← Latest Update

Ship at Inference Speed — Parallel Agents, WebMCP, SkillsBench

Shipping at Inference-Speed. Developers now ship software at model-inference speed, relying on agent-driven code streams and trusting Codex for large refactors. If your delivery loop is bounded by model latency, you need streaming CI, tighter human checkpoints, and new error budgets to keep outcome velocity predictable.

Just Talk To It — the no-bs Way of Agentic Engineering. Peter Steinberger lays out pragmatic parallel agents, human checkpoints, and blast-radius controls using the Codex CLI to deliver code faster. Use this pattern to design agent fleets with clear handoffs, containment, and explicit human approval gates (Principle 09).

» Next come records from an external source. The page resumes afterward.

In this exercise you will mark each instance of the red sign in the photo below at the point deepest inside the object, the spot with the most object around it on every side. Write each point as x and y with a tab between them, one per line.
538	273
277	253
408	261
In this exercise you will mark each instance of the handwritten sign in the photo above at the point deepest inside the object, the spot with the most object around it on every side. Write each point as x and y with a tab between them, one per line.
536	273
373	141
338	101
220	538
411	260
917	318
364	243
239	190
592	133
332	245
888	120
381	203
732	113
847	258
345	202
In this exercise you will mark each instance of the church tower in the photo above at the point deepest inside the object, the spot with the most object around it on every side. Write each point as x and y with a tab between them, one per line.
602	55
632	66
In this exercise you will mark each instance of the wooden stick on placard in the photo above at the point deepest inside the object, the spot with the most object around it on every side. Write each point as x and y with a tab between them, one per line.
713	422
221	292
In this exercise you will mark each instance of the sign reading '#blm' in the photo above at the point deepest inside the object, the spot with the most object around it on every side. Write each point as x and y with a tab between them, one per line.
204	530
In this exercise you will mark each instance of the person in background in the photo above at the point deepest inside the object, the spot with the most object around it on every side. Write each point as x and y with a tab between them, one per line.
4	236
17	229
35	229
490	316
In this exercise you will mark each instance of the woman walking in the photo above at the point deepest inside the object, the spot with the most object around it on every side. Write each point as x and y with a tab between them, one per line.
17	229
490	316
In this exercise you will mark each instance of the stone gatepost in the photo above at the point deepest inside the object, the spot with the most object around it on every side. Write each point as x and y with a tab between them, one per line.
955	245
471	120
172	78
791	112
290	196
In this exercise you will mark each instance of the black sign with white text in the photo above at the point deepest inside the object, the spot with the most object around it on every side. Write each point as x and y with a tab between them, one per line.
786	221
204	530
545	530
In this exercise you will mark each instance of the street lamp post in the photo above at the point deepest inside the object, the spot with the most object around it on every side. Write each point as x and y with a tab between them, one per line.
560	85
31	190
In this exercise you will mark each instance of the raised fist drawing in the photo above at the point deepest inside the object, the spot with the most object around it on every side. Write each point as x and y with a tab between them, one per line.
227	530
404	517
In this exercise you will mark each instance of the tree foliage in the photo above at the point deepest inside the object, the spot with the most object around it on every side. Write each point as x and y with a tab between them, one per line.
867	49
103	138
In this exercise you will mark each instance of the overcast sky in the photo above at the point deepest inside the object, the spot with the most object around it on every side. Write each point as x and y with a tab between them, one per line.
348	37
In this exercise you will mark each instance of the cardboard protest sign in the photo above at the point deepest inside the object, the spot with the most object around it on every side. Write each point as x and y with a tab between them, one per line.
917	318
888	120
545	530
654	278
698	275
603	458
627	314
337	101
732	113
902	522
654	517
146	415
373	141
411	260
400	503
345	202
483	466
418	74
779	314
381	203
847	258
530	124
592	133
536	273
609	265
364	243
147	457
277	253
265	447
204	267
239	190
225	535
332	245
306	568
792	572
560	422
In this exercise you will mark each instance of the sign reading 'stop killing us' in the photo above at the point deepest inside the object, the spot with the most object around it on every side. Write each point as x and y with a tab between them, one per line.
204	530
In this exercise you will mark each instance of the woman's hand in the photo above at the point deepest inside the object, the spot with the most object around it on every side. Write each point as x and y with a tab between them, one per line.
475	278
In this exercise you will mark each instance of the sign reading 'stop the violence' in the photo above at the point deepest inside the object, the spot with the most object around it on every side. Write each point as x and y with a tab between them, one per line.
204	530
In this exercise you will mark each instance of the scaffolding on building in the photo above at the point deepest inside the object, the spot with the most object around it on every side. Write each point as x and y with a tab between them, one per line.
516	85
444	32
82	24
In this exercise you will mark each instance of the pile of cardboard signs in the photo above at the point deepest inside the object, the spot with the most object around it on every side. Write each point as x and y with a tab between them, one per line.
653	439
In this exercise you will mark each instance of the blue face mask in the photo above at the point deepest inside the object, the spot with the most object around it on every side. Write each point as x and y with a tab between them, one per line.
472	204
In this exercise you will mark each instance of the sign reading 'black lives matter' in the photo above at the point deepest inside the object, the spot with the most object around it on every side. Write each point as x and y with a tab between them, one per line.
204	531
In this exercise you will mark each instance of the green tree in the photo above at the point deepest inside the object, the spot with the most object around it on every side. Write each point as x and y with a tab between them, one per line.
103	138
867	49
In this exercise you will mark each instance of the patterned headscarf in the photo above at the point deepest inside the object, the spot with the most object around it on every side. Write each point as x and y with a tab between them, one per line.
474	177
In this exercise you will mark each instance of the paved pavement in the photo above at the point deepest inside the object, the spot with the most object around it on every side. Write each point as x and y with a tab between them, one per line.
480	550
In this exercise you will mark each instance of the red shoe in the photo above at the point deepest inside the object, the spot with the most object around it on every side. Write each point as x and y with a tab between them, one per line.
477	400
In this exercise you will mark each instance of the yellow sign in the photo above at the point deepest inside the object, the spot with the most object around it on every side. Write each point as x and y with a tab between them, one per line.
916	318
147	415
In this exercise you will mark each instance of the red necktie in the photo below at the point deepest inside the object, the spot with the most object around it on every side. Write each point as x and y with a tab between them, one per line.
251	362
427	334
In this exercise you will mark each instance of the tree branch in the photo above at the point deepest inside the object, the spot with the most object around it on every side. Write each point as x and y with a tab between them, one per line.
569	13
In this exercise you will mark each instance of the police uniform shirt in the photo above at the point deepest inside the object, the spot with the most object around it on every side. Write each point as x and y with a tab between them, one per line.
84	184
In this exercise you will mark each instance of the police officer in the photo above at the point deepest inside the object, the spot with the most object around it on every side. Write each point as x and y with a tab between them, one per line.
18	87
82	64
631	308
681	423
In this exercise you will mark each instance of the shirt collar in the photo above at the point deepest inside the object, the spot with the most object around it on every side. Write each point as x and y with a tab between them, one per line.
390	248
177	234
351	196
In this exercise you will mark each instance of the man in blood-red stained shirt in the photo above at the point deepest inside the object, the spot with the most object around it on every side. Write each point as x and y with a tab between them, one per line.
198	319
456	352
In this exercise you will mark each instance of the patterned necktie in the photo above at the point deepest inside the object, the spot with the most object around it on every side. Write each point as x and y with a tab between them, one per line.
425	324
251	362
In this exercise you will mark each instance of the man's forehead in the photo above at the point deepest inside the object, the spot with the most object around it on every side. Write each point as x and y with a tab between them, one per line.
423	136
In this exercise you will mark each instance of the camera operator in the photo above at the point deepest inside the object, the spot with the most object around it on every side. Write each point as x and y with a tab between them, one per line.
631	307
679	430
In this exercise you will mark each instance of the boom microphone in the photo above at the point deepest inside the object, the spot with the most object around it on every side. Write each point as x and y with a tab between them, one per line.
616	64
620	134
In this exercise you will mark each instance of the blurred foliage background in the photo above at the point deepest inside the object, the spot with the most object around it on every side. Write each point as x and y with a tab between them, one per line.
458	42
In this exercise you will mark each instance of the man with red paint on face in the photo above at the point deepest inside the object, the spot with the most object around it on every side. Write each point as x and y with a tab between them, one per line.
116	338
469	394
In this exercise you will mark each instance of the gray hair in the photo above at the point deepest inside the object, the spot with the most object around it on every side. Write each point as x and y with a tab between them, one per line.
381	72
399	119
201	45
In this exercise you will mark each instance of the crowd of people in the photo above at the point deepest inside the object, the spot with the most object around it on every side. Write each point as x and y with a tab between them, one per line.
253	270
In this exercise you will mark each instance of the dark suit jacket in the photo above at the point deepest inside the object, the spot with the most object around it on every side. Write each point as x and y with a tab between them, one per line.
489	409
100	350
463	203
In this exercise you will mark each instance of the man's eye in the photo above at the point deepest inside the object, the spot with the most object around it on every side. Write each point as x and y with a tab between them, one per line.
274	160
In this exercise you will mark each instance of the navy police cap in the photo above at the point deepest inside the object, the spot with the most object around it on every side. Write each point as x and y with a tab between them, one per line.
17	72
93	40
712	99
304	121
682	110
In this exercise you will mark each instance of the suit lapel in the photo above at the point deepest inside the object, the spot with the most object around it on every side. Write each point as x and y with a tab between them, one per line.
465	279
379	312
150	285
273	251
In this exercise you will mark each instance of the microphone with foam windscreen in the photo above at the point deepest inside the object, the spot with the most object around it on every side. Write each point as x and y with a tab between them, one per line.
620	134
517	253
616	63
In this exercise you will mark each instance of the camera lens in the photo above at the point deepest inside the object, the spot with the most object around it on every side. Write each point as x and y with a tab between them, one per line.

Building SQLite with a Small Swarm. Six agents collaborate to build a 19k-line Rust SQLite clone with 282 passing tests, demonstrating agents can produce substantial system code. Reproduce their orchestration: define roles, enforce cross-agent contracts, and bake tests as the primary verification loop.

WebMCP Proposal. WebMCP defines a discoverable, schema-driven way for web apps to expose functions so browser and LLM agents can act inside interfaces with shared context. Implementing a WebMCP layer gives you standardized tool descriptors, safer automation boundaries, and simpler context engineering for product-facing agents.

SkillsBench: Benchmarking How Well Agent Skills Work Across Diverse Tasks. The benchmark finds curated agent Skills materially boost task pass rates while self-generated Skills add almost no benefit across 86 diverse tasks. Treat curated skills as testable artifacts: version, evaluate across representative tasks, and include deterministic verification in your outcome audits.